[Noisebridge-discuss] Voting experiment.

Sai Emrys noisebridge at saizai.com
Fri Sep 10 22:46:52 UTC 2010


On Fri, Sep 10, 2010 at 5:16 PM, Jacob Appelbaum <jacob at appelbaum.net> wrote:
> I was being sarcastic - you caught me.

You're being bombastic. Big difference.

>>, and can be done in a privacy-preserving way.
>
> [citation needed]

Special case of privacy-preserving votes in general, which are a
special case of token based crypto.

And again, it's not really relevant here, because votes (proxy or
direct), like blocks, should *not* be private here.

> I find that people are not heard very well in a system that
> values ballots over discussions.

And I've found that the "discussions" around Noisebridge, as you
exemplify here, tend towards bombast over entrenched positions rather
than seeking concensus.

It's just a less explicit tyranny of the majority - one based on
social bullying rather than votes. You seem blind to it.

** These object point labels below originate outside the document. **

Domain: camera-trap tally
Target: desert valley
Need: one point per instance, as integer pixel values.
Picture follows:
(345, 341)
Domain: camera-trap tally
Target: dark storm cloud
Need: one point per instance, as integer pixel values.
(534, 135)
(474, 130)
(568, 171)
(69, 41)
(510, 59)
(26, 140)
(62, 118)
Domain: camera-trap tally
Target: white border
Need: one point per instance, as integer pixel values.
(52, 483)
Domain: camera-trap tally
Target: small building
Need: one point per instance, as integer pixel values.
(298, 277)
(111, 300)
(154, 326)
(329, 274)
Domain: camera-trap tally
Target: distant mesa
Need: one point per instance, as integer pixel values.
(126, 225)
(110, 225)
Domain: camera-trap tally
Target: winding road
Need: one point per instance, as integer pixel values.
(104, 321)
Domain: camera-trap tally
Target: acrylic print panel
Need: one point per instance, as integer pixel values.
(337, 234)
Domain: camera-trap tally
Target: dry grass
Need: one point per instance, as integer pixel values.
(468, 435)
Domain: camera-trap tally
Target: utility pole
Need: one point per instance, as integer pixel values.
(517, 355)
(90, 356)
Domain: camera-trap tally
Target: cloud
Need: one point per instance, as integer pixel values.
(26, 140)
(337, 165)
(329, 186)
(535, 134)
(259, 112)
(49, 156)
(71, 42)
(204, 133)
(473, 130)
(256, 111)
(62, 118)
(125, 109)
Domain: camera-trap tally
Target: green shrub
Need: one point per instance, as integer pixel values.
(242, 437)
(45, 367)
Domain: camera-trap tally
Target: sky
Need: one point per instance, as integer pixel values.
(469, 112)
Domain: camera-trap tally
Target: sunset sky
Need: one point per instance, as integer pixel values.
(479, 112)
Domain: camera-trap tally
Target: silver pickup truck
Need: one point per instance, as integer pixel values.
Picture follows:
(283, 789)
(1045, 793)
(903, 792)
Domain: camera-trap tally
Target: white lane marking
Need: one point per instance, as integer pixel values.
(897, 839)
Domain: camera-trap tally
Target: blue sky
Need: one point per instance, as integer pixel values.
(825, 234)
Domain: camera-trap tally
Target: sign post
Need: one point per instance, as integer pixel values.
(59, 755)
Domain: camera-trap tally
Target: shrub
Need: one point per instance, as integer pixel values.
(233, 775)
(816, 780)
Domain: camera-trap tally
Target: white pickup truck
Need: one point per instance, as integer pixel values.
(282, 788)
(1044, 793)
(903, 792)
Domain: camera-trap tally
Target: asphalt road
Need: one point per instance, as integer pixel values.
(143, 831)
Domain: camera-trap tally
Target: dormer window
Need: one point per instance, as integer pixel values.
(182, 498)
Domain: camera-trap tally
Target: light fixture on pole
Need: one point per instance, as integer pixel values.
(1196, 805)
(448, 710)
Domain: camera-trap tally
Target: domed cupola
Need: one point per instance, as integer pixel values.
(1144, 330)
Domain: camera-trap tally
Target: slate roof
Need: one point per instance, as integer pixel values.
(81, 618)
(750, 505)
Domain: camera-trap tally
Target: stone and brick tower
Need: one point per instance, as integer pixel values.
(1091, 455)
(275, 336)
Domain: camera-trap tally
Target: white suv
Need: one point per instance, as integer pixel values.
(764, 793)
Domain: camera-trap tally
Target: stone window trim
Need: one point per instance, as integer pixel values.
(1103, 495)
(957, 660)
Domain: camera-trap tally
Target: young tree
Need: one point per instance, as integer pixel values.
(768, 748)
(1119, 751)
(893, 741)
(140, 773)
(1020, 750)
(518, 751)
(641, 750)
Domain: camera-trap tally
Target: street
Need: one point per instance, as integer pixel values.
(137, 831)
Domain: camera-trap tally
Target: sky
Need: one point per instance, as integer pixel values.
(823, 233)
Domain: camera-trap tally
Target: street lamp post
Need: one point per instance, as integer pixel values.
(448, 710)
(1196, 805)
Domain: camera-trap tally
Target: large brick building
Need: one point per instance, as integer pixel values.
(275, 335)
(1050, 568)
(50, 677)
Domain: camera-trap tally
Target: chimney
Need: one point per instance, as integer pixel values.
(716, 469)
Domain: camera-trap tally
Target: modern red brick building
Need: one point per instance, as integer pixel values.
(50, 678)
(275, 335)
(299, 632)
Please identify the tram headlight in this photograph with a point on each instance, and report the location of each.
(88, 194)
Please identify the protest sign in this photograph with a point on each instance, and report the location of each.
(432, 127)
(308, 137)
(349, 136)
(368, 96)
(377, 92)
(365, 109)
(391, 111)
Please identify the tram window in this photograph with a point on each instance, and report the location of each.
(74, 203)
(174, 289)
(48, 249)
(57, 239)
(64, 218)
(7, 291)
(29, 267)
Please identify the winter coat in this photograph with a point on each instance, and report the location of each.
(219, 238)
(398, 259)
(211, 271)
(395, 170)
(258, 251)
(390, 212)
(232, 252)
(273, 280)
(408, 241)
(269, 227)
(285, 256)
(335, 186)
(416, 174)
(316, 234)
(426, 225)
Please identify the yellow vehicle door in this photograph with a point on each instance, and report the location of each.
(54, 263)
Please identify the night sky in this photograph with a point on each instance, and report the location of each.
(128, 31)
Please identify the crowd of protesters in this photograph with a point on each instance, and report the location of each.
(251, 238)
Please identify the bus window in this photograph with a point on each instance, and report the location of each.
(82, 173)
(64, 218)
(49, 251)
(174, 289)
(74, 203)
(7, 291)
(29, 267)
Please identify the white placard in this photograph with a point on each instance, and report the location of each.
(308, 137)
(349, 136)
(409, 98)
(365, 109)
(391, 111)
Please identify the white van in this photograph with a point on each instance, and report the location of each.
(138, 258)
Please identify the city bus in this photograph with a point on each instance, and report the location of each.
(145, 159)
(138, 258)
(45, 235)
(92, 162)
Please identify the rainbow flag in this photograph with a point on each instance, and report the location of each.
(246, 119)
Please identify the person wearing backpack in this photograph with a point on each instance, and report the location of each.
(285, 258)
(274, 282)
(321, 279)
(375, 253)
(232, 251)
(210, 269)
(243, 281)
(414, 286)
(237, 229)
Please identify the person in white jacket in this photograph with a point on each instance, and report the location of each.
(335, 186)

> Actually, I'm making a point. If the government of India isn't getting
> it right - how will we?

You're making an irrelevant, flamebait point. Government-scale voting
systems, and the many problems they have to deal with, are irrelevant
to the blunt fact that the Noisebridge consensus process is broken and
bears very little resemblance to a sane one where people actually do
try to seek consensus.

You're part of why that's true - your rhetoric is polarizing, not conciliatory

Your argument (and aestetix's) also reminds me of the Republicans now
- basically, you're arguing that the fact that it's broken is a good
thing, because it means that the consensus process is in practice
completely ignored (which is true) and that actual decisions are made
by other means (i.e. people do whatever they want) which you claim to
be a better method.

I wonder whether you would support extending that claim, so that e.g.
people become members merely by writing their name somewhere without
requiring somebody's approval, and other people can remove members by
deleting their name, too. That would actually be analogous to how
everything else gets done.

If you really believe that doöcracy is better than consensus, and you
*like* consensus being broken, why defend consensus rather than
suggesting it be replaced with whoever-acted-last-ocracy?